Telefonare a Vladimir Putin per chiedergli di intercedere in favore dei marò italiani Salvatore Girone e Massimiliano Latorre. E’ l’idea che Silvio Berlusconi avrebbe confidato ad alcuni suoi strettissimi collaboratori. In ragione dello storico rapporto che lega Mosca e New Delhi. E dell’amicizia e della stima reciproche che legano il presidente russo e il Cavaliere.

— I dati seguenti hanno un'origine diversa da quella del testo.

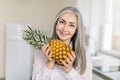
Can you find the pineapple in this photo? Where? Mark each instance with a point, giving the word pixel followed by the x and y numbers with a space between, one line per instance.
pixel 37 39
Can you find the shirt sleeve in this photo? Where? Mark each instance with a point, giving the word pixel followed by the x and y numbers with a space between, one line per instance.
pixel 75 75
pixel 40 71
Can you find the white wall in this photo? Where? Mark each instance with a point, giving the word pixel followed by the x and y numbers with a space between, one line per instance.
pixel 40 13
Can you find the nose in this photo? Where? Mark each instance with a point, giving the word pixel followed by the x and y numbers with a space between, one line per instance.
pixel 65 28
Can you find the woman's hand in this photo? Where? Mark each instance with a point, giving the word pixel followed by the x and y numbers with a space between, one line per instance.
pixel 68 62
pixel 48 54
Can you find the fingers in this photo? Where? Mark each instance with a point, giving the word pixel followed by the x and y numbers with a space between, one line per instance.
pixel 69 60
pixel 47 52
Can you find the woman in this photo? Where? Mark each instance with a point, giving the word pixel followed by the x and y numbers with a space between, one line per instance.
pixel 68 28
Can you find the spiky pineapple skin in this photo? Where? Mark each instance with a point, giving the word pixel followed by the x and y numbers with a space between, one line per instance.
pixel 59 50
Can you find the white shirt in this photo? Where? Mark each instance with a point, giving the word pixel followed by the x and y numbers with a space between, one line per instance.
pixel 41 72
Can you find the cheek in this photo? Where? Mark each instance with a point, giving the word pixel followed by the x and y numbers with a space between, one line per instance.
pixel 73 31
pixel 58 27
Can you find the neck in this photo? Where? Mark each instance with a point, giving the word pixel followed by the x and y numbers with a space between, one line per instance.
pixel 67 42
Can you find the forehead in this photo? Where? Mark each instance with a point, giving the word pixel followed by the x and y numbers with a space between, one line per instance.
pixel 69 16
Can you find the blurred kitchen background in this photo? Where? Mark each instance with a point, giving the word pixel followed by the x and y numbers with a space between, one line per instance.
pixel 102 28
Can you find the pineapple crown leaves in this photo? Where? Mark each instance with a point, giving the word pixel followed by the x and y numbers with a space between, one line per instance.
pixel 34 37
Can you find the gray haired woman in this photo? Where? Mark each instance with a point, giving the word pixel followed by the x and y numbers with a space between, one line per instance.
pixel 68 28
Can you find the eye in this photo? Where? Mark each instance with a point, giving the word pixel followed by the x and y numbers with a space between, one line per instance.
pixel 72 25
pixel 61 22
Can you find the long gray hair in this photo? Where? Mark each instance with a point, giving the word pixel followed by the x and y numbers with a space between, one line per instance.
pixel 78 42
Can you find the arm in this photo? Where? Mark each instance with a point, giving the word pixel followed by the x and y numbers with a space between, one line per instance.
pixel 75 75
pixel 40 71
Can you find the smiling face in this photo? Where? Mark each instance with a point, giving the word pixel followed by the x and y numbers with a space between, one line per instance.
pixel 66 27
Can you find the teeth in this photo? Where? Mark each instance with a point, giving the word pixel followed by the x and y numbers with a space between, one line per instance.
pixel 59 50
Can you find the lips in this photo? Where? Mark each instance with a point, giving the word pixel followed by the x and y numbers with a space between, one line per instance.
pixel 63 34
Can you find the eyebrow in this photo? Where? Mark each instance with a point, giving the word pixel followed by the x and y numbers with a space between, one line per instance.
pixel 69 22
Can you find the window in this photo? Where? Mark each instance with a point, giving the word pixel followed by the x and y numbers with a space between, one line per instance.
pixel 111 29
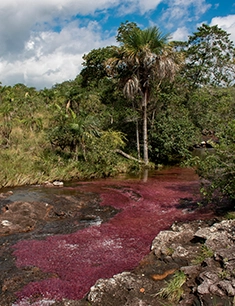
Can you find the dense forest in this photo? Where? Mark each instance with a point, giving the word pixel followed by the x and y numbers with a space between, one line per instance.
pixel 146 102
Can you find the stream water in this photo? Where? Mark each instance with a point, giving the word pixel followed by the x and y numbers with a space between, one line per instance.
pixel 112 231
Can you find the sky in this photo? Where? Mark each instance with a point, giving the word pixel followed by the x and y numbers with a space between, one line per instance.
pixel 42 42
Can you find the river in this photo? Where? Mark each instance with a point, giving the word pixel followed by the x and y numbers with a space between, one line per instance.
pixel 87 230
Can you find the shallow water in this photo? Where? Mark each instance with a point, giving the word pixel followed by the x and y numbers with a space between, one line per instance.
pixel 73 260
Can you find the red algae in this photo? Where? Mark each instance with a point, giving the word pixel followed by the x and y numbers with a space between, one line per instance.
pixel 77 260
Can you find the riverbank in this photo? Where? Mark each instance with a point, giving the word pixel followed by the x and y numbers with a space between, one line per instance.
pixel 70 237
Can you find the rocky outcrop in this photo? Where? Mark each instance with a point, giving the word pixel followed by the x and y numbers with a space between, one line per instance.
pixel 204 254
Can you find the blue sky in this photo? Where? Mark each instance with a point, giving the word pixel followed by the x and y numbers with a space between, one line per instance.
pixel 43 41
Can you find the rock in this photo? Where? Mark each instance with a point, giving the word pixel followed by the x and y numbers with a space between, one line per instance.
pixel 211 280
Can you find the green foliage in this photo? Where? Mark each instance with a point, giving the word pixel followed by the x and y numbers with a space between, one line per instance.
pixel 172 135
pixel 217 170
pixel 173 290
pixel 209 58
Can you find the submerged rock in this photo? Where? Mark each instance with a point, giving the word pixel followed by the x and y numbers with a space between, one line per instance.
pixel 209 252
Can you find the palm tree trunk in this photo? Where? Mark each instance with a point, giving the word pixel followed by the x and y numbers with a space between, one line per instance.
pixel 137 139
pixel 145 127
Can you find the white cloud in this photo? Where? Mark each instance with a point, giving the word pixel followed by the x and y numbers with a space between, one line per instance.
pixel 183 11
pixel 33 54
pixel 181 34
pixel 226 23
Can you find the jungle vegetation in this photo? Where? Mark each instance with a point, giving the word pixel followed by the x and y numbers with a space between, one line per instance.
pixel 142 103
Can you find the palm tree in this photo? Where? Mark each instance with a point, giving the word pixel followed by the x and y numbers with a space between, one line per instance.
pixel 144 58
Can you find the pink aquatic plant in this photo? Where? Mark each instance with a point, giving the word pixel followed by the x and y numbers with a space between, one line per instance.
pixel 77 260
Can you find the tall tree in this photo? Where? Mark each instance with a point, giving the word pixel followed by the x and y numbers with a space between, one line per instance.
pixel 144 59
pixel 209 58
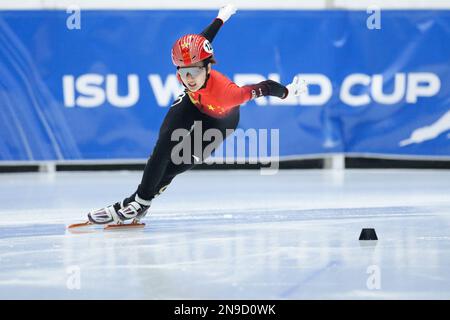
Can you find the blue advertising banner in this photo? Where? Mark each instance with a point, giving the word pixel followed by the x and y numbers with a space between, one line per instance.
pixel 101 91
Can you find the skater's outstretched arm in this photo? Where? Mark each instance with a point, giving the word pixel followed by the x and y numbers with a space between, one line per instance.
pixel 224 14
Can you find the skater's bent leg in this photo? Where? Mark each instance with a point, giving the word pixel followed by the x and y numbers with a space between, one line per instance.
pixel 181 115
pixel 225 125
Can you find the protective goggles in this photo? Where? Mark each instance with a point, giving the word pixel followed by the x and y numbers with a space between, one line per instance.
pixel 193 71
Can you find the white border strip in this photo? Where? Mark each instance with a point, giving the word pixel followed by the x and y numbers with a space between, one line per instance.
pixel 215 4
pixel 211 161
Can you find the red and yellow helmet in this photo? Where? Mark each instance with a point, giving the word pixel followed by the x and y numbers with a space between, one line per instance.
pixel 190 49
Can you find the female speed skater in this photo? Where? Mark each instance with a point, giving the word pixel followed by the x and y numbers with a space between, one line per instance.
pixel 210 98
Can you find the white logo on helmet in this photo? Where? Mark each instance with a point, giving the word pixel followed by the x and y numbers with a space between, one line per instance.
pixel 207 47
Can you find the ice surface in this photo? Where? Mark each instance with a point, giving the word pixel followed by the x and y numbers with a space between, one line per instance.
pixel 230 235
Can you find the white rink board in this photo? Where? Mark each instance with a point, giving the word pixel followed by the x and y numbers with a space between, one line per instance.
pixel 230 235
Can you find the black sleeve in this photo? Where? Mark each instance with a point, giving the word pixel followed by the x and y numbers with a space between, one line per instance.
pixel 211 30
pixel 268 88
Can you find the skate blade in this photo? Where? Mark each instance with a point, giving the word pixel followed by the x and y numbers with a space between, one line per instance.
pixel 84 227
pixel 79 225
pixel 125 226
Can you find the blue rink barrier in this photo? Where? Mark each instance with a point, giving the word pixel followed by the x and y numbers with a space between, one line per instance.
pixel 101 92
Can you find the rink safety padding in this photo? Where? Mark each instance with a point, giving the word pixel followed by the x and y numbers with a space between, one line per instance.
pixel 101 91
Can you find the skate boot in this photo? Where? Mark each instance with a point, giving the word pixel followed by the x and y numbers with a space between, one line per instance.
pixel 135 210
pixel 106 215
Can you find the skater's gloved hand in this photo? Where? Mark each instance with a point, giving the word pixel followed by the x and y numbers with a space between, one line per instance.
pixel 275 89
pixel 296 87
pixel 226 12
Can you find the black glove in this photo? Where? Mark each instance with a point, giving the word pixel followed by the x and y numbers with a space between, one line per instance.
pixel 269 88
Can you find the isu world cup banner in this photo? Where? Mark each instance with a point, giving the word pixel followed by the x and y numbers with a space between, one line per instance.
pixel 101 91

La vicenda si va sempre più ingarbugliando. A chi e a che cosa attribuirla? Molte sono le cause e i soggetti coinvolti: una legislazione nazionale e internazionale per la difesa delle navi dagli atti di pirateria perlomeno carente, l’atteggiamento dell’armatore e del capitano della nave sulla quale erano imbarcati i marò a dir poco ambiguo (ma qualcuno ha cercato di chiarirlo ed eventualmente sanzionarlo tra i tanti solerti magistrati del nostro Paese?), l’arroganza dell’India, la turbolenta situazione politico-istituzionale dell’ex colonia britannica, l’incapacità della politica italiana a gestire gli stati di crisi. Il risultato è che Girone e Latorre rischiano pene gravissime (ma, pare, non la pena di morte), il rapporto tra Italia e India è pregiudicato, miliardi di interscambio sono a rischio, con la complicità anche della presunta corruzione nella vendita di 12 elicotteri AgustaWestland a New Delhi. Berlusconi, così, avrebbe deciso di intervenire. Nell’unico modo che gli è consentito, ora che non ha incarichi istituzionali, e nel modo che comunque gli è stato proprio anche da presidente del Consiglio: i rapporti personali. Il partenariato tra Mosca e New Delhi è lungo di oltre mezzo secolo. La contrapposizione tra l’asse Urss-India e quello Cina-Pakistan ha spaccato il mondo comunista e il movimento dei Paesi cosiddetti non allineati. Oggi la Russia è il primo fornitore di armamenti all’India, che a sua volta è uno dei migliori clienti mondiali del settore. Mosca, inoltre, sta aiutando New Delhi ad affrancarsi, nella produzione di elettricità, dalla dipendenza dal carbone, ancora superiore al 50%, per passare al nucleare. In uno degli ultimi viaggi in India il presidente Putin ha firmato in pochi giorni contratti per alcuni miliardi di dollari. In questo momento nessuno è più vicino all’India di Putin, Berlusconi l’ha intuito bene. Ma i tempi si vanno facendo stretti. E il Cavaliere dovrebbe interrompere le consultazioni, che allungano i tempi e accrescono i dubbi, e prendere piuttosto la cornetta.